Frage an Renate Schmidt von Erwin H. bezüglich Arbeit und Beschäftigung
Vor 6 Jahren wurde die Anzahl der Mitarbeiter eines Senioren-Wohnstiftes um etwa ein Drittel reduziert. Dies hat seitdem zur Folge, dass sich bei den Verbliebenen die Anzahl der Überstunden deutlich erhöht hat: Weit über 300/Jahr sind keine Seltenheit, wovon mit der Januar-Abrechnung alle über 200 liegenden ´en bloc´ ausbezahlt werden, wobei man stets Gefahr läuft, in diesem Monat ein niedrigeres Netto-Einkommen zu erhalten als ´normalerweise´ üblich. Wer diese steuerliche Belastung per Einkommensteuererklärung berichtigen möchte, muss sich hierfür über ein Jahr gedulden, was einen weiteren Zinsverlust zur Folge hat!
Dass unter dieser Grenze liegende Überstunden - auch teilweise - NICHT ausbezahlt werden versteht sich bei diesem ´Geschäftsgebaren´ leider von selbst; die Mitarbeiter werden auf "Freizeitausgleich" vertröstet, der jedoch meist abgelehnt wird: "Aufgrund der momentanen personellen Situation musste der Dienstplan für den nächsten Monat dahingehend abgeändert werden, dass für Sie leider einige Arbeitsstunden mehr anfallen werden." Und wehe, wenn dann auch noch jemand wegen Krankheit oder Urlaub ausfällt!
Selbst die wirklich sehr engagierte MAV ("Mitarbeitervertretung") vermochte es bislang nicht, dagegen anzugehen! Auch wurden für 6 Jahre 8 (!) Pflegedienstleiter/innen ´benötigt´!
In den AVR ("Arbeitsvertragsrichtlinien des Diakonischen Werkes Bayern"), welche auch in anderen Bundesländern gelten, heißt es hierzu in
§ 20,7 "Arbeitszeitkonten": "Bis zu 200 Plusstunden können auf das nächste Kalenderjahr übertragen werden."
- Kann man den o. a. Paragraphen in dieser Form anwenden oder verstößt dies gegen Bundesgesetz?
- Wo liegt die vom Gesetzgeber zulässige “Höchstüberstundenzeit“ (Zahlenwert) ab welcher man weitere Überstunden ablehnen kann?
- Gibt es einen Rechtsanspruch auf ´Freizeitausgleich’ (AVR § 20, 9)?
- Unter welchen bundeseinheitlichen Richtlinien ist eine Auszahlung geleisteter Überstunden möglich?
Besten Dank!
S. auch Google: DiAG-Info 4/2007 (PDF)
Sehr geehrter Herr Haas,
vielen Dank für Ihre Frage zu den Arbeitszeitregelungen in Heimen. Leider liegen Heime seit der Föderalismusreform, der ich unter anderem aus diesem Grund nicht zugestimmt habe, in der gesetzlichen Zuständigkeit der Länder. Wir Bundestagsabgeordnete haben darauf leider keinerlei Einfluss mehr.

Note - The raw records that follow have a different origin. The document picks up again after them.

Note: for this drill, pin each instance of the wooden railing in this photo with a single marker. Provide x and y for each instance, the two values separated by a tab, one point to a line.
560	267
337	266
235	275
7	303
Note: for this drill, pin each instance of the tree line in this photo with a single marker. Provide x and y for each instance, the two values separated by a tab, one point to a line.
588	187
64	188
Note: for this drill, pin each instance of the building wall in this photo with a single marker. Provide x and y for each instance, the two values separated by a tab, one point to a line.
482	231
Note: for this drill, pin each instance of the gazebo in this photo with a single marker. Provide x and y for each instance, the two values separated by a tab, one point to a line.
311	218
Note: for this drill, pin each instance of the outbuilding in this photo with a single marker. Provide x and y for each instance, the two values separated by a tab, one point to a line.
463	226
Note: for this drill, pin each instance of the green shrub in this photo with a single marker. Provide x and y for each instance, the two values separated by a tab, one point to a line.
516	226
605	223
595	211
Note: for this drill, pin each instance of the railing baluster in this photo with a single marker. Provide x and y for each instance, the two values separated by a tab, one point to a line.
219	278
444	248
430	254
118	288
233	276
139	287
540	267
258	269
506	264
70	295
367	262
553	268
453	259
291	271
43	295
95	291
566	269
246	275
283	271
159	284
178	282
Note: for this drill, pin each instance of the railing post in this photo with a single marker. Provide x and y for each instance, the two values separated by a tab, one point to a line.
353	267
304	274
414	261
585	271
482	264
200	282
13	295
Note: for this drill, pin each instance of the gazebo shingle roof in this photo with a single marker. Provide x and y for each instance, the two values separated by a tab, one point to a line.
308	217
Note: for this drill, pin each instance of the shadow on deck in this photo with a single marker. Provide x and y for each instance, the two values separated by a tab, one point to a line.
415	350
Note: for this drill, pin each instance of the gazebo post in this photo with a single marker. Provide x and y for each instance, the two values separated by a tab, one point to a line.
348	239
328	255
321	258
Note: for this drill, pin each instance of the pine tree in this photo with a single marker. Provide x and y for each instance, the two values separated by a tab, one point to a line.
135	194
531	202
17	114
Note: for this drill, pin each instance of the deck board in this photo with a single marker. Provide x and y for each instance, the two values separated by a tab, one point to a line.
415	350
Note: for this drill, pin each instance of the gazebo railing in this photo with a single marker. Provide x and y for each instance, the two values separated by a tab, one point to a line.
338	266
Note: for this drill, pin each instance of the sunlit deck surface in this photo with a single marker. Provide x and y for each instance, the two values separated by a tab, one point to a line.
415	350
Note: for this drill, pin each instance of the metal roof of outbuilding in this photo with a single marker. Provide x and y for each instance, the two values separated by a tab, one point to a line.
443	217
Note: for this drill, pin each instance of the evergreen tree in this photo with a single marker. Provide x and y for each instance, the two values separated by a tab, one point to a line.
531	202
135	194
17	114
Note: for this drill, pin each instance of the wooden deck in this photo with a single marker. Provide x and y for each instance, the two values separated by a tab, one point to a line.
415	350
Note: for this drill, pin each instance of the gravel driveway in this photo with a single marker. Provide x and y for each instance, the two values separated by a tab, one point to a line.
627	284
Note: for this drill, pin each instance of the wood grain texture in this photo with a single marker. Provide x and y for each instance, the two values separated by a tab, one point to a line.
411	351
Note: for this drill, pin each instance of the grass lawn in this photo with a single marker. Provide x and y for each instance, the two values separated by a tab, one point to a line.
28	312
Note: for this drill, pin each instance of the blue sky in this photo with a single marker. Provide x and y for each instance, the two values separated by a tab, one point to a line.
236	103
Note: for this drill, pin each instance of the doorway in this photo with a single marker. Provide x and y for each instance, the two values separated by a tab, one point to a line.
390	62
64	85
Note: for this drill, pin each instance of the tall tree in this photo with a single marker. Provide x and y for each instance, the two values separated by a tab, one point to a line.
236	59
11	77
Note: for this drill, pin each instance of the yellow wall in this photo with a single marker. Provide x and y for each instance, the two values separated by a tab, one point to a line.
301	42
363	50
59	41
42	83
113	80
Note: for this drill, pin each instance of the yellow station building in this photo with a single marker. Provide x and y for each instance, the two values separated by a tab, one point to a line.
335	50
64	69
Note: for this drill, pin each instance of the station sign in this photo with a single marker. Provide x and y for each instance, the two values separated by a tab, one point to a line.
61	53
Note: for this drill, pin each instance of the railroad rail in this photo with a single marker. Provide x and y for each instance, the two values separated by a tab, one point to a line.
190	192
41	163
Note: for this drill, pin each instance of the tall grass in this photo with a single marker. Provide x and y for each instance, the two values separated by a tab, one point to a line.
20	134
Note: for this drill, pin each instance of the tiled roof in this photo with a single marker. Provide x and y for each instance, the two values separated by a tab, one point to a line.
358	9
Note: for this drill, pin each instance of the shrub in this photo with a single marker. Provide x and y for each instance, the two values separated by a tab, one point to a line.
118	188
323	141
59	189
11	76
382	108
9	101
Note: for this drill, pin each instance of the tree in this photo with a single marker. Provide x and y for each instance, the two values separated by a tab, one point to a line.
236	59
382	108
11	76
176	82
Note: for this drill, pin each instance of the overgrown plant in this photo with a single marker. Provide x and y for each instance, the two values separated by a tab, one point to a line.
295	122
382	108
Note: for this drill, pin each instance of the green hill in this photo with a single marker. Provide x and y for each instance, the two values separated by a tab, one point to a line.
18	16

Natürlich gibt es Arbeitszeitregelungen, die bundesweit einheitlich sind aber branchenübergreifend gelten.
Darin ist z.B. vorgesehen, dass die werktägliche Arbeitszeit der Arbeitnehmer acht Stunden nicht überschreiten soll, sie kann auf bis zu zehn Stunden nur verlängert werden, wenn innerhalb von sechs Kalendermonaten oder innerhalb von 24 Wochen im Durchschnitt acht Stunden werktäglich nicht überschritten werden. Für Nachtarbeitnehmer muss der Ausgleich auf durchschnittlich acht Stunden gem. § 6 Abs. 1 Satz 1 ArbzG innerhalb eines Monats hergestellt werden.

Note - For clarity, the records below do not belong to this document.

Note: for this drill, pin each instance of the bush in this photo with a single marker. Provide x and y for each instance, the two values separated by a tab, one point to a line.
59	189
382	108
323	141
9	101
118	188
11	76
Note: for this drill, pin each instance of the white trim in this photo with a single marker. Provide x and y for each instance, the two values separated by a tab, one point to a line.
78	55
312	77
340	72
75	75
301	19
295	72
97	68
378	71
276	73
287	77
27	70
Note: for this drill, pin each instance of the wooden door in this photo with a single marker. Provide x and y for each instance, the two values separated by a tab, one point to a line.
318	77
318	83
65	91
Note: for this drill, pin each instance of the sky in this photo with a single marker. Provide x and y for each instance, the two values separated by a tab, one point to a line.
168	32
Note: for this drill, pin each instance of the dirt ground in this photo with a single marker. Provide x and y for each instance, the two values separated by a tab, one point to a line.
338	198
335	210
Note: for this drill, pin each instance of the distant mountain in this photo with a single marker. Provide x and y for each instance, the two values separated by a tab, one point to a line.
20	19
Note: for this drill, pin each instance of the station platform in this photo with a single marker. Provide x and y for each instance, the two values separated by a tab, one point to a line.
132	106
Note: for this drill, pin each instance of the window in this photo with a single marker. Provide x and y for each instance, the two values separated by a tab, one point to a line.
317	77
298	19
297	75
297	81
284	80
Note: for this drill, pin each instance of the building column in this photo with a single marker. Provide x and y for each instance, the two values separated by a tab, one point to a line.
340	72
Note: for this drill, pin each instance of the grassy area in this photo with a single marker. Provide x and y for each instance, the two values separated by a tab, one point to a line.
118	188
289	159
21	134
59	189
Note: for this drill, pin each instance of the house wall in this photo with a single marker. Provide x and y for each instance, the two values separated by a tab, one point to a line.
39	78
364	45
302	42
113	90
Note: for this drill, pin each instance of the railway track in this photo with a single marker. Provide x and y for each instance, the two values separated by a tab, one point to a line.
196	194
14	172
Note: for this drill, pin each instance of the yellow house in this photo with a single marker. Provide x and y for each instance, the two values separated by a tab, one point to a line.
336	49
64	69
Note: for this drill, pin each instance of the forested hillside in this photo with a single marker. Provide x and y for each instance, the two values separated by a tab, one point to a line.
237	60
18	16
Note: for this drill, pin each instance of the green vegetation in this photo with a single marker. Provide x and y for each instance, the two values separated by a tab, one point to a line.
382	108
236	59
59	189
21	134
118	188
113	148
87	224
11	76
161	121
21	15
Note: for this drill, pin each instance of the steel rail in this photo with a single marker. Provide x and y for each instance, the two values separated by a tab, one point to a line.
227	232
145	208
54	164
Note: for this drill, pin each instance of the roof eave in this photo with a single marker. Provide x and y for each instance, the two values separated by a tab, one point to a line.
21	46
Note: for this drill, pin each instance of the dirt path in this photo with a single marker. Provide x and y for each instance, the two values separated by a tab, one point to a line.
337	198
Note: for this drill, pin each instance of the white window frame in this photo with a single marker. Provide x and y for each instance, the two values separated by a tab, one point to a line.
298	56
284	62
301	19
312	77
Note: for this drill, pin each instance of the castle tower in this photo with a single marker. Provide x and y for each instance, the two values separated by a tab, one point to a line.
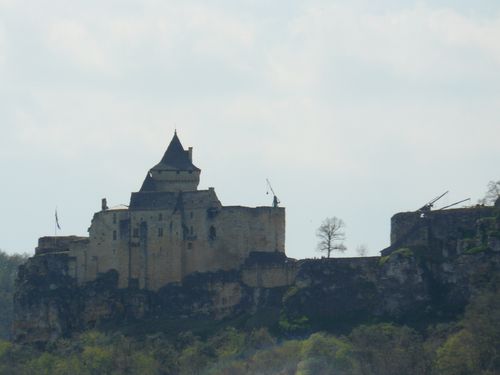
175	172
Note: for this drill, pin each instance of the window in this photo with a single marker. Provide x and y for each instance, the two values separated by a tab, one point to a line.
212	233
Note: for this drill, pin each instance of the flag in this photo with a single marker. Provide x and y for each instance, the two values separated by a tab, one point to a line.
57	221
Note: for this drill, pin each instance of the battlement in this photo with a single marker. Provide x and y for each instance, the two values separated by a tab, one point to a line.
55	244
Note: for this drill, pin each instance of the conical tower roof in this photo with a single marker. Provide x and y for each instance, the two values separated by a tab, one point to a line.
176	158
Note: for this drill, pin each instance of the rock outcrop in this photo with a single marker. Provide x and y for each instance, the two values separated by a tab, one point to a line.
430	277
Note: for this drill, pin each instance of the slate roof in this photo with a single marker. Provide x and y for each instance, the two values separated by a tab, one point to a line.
176	158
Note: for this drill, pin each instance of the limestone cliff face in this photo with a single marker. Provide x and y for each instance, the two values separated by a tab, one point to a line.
404	287
309	294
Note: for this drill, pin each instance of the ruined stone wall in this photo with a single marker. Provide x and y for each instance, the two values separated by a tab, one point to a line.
152	247
325	294
440	230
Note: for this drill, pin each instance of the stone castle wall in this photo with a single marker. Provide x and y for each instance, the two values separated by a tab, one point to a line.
152	247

Das Arbeitszeitgesetz des Bundes stellt aber nur einen groben gesetzlichen Rahmen dar, der durch die individuellen Regelungen der Tarifparteien ausgestaltet wird. Ich rate Ihnen daher, gehen Sie mit dem konkreten Fall entweder zu dem Bundestagsabgeordneten aus Ihrem Wahlkreis oder Sie sprechen gleich die örtliche Gewerkschaftsvertretung an.